Begitulah kira-kira perbincangan saya dengan Tia waktu itu. Tia pun lantas berkisah bahwa selain Bles ada satu lagi calon suami yang menginginkannya. Kebetulan kompetitor Bles ini  seorang Muslim, secara ritual termasuk Islam taat pula. Keduanya sama-sama bersahabat dekat dengan Tia dan saya. Itulah kenapa Tia menjadi bingung dan memerlukan "second opinion" dari saya.

Dimintai pendapat Tia harus memilih yang mana di antara keduanya, jujur saja saya juga bingung. Bukan lantaran Bles berbeda agama, tetapi lebih karena pernikahan bukanlah keputusan sementara. Saya khawatir jika input saya keliru bakal bisa menyebabkan ketidakbahagiaan sahabat saya itu untuk waktu yang lama.

Maka saya bertanya lebih dulu, bagaimana respon keluarga Bles dan Tia ihwal kabar lamaran itu. Menurut Tia, keluarga Bles menyerahkan urusan itu kepada anaknya. "Sebab menjadi pastur adalah panggilan, bukan paksaan," kata Bles di kemudian hari. Sementara keluarga Tia mensyaratkan pernikahan secara Islam. Artinya Bles harus membaca dua kalimat syahadat dan masuk Islam, sebab begitulah adab atau etika pernikahan dengan ahlul kitab (nonmuslim) bagi seorang Muslimah. Terlebih keluarga Tia berlatar belakang Islam santri taat atau Muhammadiyah.

Ternyata syarat yang diajukan keluarga Tia tidak menjadi masalah bagi Bles dan keluarganya. Walhasil, saya harus memberikan input bagi Tia untuk mengambil keputusan penting itu. Maka saya pun mencoba bersikap adil kepada Bles maupun pesaingnya. Saya katakan kepada Tia bahwa saya tak ingin terjebak kepada status formal agama yang disandang keduanya.
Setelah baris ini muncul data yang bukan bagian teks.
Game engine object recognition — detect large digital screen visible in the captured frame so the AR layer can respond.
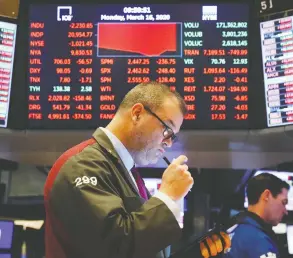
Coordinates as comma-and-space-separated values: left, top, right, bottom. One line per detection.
244, 170, 293, 211
260, 17, 293, 127
0, 21, 17, 127
26, 4, 250, 129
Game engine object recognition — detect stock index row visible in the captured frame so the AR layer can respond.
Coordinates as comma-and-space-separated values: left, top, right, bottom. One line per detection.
27, 4, 249, 129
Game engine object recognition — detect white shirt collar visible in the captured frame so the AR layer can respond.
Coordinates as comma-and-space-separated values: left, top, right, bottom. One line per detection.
100, 127, 134, 171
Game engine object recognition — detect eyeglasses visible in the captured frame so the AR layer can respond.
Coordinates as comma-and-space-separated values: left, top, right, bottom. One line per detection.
144, 106, 177, 142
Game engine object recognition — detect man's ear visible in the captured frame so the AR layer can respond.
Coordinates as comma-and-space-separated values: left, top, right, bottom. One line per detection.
131, 103, 144, 122
261, 189, 272, 202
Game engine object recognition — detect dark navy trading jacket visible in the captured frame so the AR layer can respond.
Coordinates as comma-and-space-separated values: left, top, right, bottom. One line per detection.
223, 212, 280, 258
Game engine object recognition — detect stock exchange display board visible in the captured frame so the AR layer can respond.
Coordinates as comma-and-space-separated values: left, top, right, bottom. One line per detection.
260, 16, 293, 127
27, 4, 249, 129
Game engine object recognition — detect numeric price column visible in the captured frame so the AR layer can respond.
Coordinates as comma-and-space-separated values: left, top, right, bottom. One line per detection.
68, 22, 95, 120
217, 22, 248, 120
100, 58, 117, 120
28, 22, 45, 120
183, 22, 203, 120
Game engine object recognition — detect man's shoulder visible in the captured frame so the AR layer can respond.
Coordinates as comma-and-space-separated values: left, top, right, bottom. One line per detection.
51, 138, 109, 176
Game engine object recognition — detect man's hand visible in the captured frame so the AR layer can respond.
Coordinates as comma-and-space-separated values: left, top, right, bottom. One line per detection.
200, 232, 231, 258
159, 155, 193, 201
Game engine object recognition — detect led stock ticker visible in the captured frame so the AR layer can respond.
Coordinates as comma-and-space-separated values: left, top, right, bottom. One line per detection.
260, 17, 293, 127
27, 4, 249, 129
0, 21, 17, 127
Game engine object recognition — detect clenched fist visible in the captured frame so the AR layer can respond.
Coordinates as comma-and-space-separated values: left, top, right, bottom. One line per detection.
159, 155, 193, 201
200, 231, 231, 258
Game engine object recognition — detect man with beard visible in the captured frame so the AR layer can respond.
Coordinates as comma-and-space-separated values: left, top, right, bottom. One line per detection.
224, 173, 290, 258
44, 82, 229, 258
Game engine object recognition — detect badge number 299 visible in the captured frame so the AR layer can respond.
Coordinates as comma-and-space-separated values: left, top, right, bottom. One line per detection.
74, 176, 98, 187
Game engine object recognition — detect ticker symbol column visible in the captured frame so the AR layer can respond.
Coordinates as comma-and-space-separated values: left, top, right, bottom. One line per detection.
28, 22, 45, 120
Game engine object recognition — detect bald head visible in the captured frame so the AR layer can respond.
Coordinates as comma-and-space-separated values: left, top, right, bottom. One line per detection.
118, 81, 187, 116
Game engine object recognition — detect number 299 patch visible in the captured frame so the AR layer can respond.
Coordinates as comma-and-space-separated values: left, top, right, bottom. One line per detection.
74, 176, 98, 187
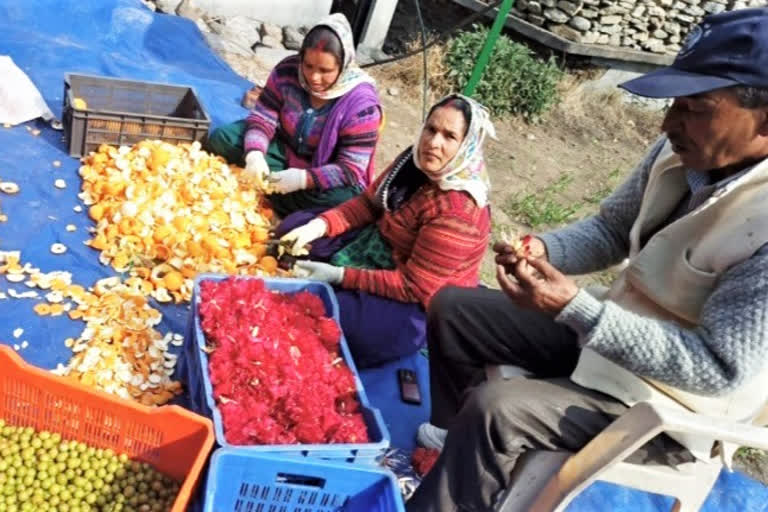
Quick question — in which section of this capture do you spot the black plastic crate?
[62,73,211,157]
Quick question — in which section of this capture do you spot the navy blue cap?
[619,7,768,98]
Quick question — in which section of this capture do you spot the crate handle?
[275,473,325,489]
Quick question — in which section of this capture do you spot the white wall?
[193,0,332,26]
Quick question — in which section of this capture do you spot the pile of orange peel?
[0,140,292,405]
[78,140,278,303]
[0,251,184,405]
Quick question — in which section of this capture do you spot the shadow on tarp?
[0,0,768,512]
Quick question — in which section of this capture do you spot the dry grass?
[368,39,451,104]
[545,74,662,140]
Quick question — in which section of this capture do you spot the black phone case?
[397,368,421,405]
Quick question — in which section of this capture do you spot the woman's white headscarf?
[299,13,376,100]
[413,94,496,208]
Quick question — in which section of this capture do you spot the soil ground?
[216,0,768,483]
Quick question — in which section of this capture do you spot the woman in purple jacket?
[208,14,381,217]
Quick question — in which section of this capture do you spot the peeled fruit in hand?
[163,271,184,292]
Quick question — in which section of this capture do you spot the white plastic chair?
[486,367,768,512]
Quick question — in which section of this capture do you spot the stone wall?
[512,0,766,54]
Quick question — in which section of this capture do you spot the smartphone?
[397,368,421,405]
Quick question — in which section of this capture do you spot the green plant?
[444,25,563,120]
[502,175,582,229]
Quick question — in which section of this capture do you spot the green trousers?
[206,121,362,217]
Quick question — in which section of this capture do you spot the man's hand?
[267,169,307,194]
[496,257,579,316]
[293,260,344,284]
[493,235,547,274]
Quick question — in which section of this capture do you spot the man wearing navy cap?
[407,8,768,512]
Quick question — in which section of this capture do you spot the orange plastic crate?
[0,345,214,512]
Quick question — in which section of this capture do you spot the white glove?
[294,260,344,284]
[245,151,269,184]
[268,168,307,194]
[280,218,328,256]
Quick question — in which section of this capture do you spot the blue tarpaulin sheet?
[0,0,768,512]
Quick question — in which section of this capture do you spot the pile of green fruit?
[0,419,179,512]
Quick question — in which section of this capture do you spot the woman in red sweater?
[283,94,494,368]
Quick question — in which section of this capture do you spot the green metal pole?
[464,0,515,96]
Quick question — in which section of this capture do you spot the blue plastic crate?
[204,448,405,512]
[184,274,390,464]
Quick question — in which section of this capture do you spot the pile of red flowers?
[411,446,440,478]
[199,278,368,445]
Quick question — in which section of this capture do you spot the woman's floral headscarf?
[299,13,376,100]
[413,94,496,208]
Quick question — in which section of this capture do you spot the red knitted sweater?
[320,168,491,308]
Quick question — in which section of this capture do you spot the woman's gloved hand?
[267,168,307,194]
[245,151,269,184]
[293,260,344,284]
[280,218,328,256]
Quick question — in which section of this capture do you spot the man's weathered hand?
[493,235,547,274]
[496,257,579,315]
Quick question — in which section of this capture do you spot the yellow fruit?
[152,225,171,242]
[88,203,104,222]
[163,271,184,292]
[259,256,277,274]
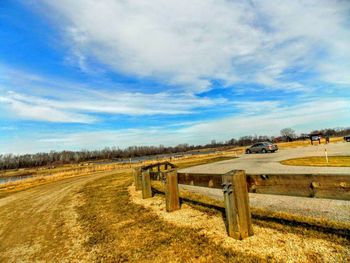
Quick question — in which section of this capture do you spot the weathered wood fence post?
[134,167,142,190]
[164,170,180,212]
[222,170,254,239]
[141,169,152,199]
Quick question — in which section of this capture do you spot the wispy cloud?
[0,66,226,123]
[0,99,350,153]
[39,0,350,91]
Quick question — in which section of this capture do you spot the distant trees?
[280,128,296,141]
[0,128,350,170]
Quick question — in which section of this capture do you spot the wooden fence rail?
[178,173,350,200]
[134,162,350,239]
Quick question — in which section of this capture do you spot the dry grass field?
[0,143,350,262]
[281,156,350,167]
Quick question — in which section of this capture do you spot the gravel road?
[180,142,350,174]
[180,143,350,226]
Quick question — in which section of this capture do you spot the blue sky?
[0,0,350,153]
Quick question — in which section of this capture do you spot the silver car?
[245,142,278,154]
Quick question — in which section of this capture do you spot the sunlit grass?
[281,156,350,167]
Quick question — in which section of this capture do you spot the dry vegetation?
[281,156,350,167]
[0,153,350,262]
[0,153,234,198]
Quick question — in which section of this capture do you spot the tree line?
[0,128,350,170]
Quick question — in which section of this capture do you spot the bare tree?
[281,128,296,141]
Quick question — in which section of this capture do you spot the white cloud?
[0,99,350,153]
[0,65,227,123]
[182,98,350,140]
[39,0,350,91]
[0,96,95,123]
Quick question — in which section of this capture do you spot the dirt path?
[0,172,113,262]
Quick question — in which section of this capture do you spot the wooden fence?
[134,162,350,239]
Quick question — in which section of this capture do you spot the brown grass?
[129,179,350,262]
[78,173,265,262]
[0,153,234,198]
[280,156,350,167]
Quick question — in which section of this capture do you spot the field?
[281,156,350,167]
[0,143,350,262]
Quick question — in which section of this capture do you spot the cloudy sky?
[0,0,350,153]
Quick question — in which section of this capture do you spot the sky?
[0,0,350,154]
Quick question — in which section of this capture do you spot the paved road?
[180,143,350,227]
[180,142,350,174]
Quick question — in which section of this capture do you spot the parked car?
[245,142,278,154]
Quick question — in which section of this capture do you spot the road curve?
[180,143,350,227]
[180,142,350,174]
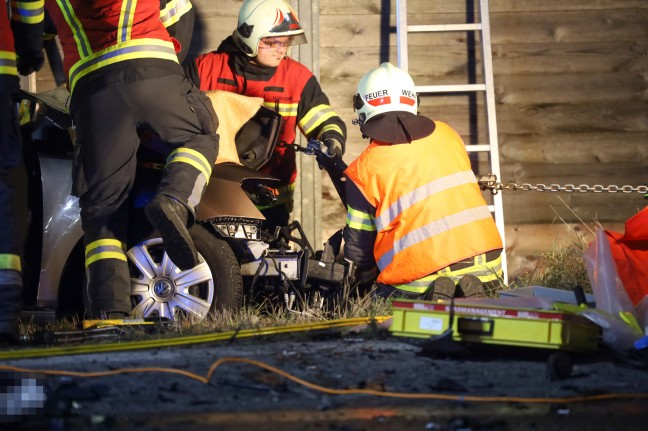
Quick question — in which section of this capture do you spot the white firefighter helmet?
[353,63,418,125]
[233,0,306,57]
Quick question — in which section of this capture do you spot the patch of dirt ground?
[0,330,648,431]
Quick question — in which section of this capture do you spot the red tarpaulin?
[605,206,648,306]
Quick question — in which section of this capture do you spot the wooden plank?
[320,41,648,85]
[499,131,648,165]
[503,191,646,224]
[322,0,648,15]
[497,101,648,135]
[320,8,648,48]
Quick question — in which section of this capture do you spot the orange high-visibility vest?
[345,122,502,285]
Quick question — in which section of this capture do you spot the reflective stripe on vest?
[299,105,337,136]
[377,206,492,270]
[11,0,45,24]
[346,205,376,232]
[376,171,475,235]
[85,238,126,268]
[0,51,18,76]
[167,147,212,184]
[345,122,502,286]
[56,0,178,93]
[160,0,192,27]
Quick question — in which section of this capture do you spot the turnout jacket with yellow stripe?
[184,36,346,184]
[45,0,182,101]
[344,122,502,285]
[0,0,45,92]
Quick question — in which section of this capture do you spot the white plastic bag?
[585,233,637,318]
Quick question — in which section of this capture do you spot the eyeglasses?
[259,40,291,52]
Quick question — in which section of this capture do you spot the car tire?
[189,224,243,312]
[127,225,243,322]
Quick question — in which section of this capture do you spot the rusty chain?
[477,174,648,195]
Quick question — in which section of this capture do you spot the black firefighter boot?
[144,194,198,270]
[0,270,22,344]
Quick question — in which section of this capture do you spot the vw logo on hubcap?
[153,278,174,298]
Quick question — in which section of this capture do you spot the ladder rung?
[416,84,486,94]
[407,23,482,33]
[466,144,490,153]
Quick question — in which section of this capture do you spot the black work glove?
[324,138,344,158]
[17,50,45,76]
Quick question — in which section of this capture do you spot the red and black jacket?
[0,0,45,92]
[184,37,346,184]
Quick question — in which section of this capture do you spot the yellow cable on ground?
[0,357,648,404]
[0,316,391,360]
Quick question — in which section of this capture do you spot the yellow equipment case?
[389,299,600,353]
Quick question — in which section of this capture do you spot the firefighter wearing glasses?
[0,0,45,343]
[344,63,502,298]
[185,0,346,228]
Lebih obyektif dan adil jika saya melihat karakter atau akhlak kedua calon yang ada.

Karena itu saya mengatakan kepada Tia bahwa jika saya harus memilih kedua calon yang ada dari segi karakter atau akhlak, maka saya akan lebih nyaman berinteraksi dengan Bles walaupun Bles selama ini saya kenal sebagai seorang calon pastur.

"Bles itu akhlaknya bagus. Meminjam istilah Gus Dur untuk Romo YB Mangunwijaya, Bles itu ibarat seorang Muslim yang kurang shalatnya. Di pihak lain, tidak setiap mereka yang secara formal memeluk Islam itu akhlaknya otomatis bagus atau lebih bagus daripada yang nonmuslim. Tak sedikit muslim yang akhlaknya kurang terpuji, suka berbohong, menjadi pencuri, koruptor, atau pelacur, misalnya, "kata saya.
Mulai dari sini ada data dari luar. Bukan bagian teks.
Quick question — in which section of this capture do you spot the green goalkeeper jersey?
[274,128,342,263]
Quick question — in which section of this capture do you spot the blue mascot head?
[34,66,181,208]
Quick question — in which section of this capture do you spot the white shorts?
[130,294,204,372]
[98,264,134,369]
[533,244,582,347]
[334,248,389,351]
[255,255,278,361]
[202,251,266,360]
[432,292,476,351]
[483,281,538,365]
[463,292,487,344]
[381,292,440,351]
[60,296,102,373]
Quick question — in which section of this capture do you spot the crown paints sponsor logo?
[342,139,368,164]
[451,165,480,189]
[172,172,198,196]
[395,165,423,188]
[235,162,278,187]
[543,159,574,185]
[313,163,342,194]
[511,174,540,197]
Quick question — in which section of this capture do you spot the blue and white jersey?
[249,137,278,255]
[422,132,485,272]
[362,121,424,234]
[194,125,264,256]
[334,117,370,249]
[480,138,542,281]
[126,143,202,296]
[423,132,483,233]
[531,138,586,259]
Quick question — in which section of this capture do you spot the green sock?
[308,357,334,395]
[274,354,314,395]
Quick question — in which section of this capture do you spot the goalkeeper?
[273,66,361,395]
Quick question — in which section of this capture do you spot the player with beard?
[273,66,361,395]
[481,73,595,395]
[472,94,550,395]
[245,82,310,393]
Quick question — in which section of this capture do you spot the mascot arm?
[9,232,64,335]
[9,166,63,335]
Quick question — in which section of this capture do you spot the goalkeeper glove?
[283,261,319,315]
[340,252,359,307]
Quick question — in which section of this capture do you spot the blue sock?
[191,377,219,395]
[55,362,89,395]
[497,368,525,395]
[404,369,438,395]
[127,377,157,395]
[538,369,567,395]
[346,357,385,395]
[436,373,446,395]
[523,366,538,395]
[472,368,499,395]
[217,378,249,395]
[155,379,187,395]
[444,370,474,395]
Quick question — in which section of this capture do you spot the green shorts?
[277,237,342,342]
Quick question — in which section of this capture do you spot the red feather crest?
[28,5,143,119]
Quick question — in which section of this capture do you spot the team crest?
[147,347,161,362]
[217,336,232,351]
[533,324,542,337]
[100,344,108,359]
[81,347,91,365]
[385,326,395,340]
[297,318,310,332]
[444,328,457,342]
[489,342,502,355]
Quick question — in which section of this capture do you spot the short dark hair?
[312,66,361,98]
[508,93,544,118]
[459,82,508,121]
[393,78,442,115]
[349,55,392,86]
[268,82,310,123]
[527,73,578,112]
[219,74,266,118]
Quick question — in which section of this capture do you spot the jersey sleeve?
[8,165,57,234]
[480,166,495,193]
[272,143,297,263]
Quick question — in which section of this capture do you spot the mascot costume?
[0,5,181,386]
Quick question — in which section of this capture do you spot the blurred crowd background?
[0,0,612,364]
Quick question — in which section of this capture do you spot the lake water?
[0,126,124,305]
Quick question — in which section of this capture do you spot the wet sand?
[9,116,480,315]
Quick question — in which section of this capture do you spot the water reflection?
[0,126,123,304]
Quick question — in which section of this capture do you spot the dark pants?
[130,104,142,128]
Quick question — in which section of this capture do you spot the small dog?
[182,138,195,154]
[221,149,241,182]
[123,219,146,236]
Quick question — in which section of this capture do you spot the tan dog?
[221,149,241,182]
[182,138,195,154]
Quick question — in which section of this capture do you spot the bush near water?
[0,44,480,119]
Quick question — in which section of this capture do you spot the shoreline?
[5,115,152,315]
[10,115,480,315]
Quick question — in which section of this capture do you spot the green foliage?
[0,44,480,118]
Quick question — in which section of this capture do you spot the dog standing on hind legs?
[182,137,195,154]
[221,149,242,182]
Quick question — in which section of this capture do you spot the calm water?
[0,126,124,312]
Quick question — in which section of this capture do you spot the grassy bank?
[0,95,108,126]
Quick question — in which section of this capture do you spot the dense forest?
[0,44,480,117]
Bahkan saya diam-diam mengakui, akhlak Bles masih lebih bagus ketimbang diri saya. Bles lebih penyabar, lebih jujur, dan lebih santun ketimbang diri saya.

Hanya nasehat itu yang berani saya berikan kepada Tia. Selanjutnya saya persilakan kepadanya untuk menentukan pilihan secara mandiri, sebab bagaimanapun Tia sendirilah, dan bukan saya, yang akan mengarungi rumah tangga itu untuk jangka yang lama. 

Begitulah, usai melewati sejumlah proses internal, akhirnya Tia dengan tulus menerima lamaran sahabatnya, Bles. Saya pun terharu karena keduanya  meminta saya datang mendampingi pernikahan mereka. Bahkan menjelang prosesi pernikahan di rumah Tia di Klaten, secara khusus ayah Bles "menyerahkan" anaknya kepada saya. "Saya titipkan Bles kepada Mas Jarot," begitu kata ayah Bles. Maka, malam menjelang hajat akad nikah, saya pun tidur menemani Bles berdua saja di salah satu rumah keluarga yang khusus disediakan bagi rombongan pengantin laki-laki.

Uniknya, ketika pengantin laki-laki hendak dirias untuk kepentingan prosesi pernikahan, saya dan Bles masih saja asyik ngobrol ke sana kemari sembari tiduran di kamar. Sehingga sempat diprotes oleh pihak keluarga pengantin perempuan. Memang sempat muncul usulan saya kepada Bles agar kami berdua kabur melarikan diri saja sih...hahaha.

Pernikahan Bles dan Tia juga mencatat kenangan tersendiri bagi saya. Sebab hari itu saya ikut mengabadikan acara keduanya dengan menjadi fotografer dadakan. Untunglah pengalaman hobi berburu foto dan menjadi wartawan masih cukup lumayan membantu.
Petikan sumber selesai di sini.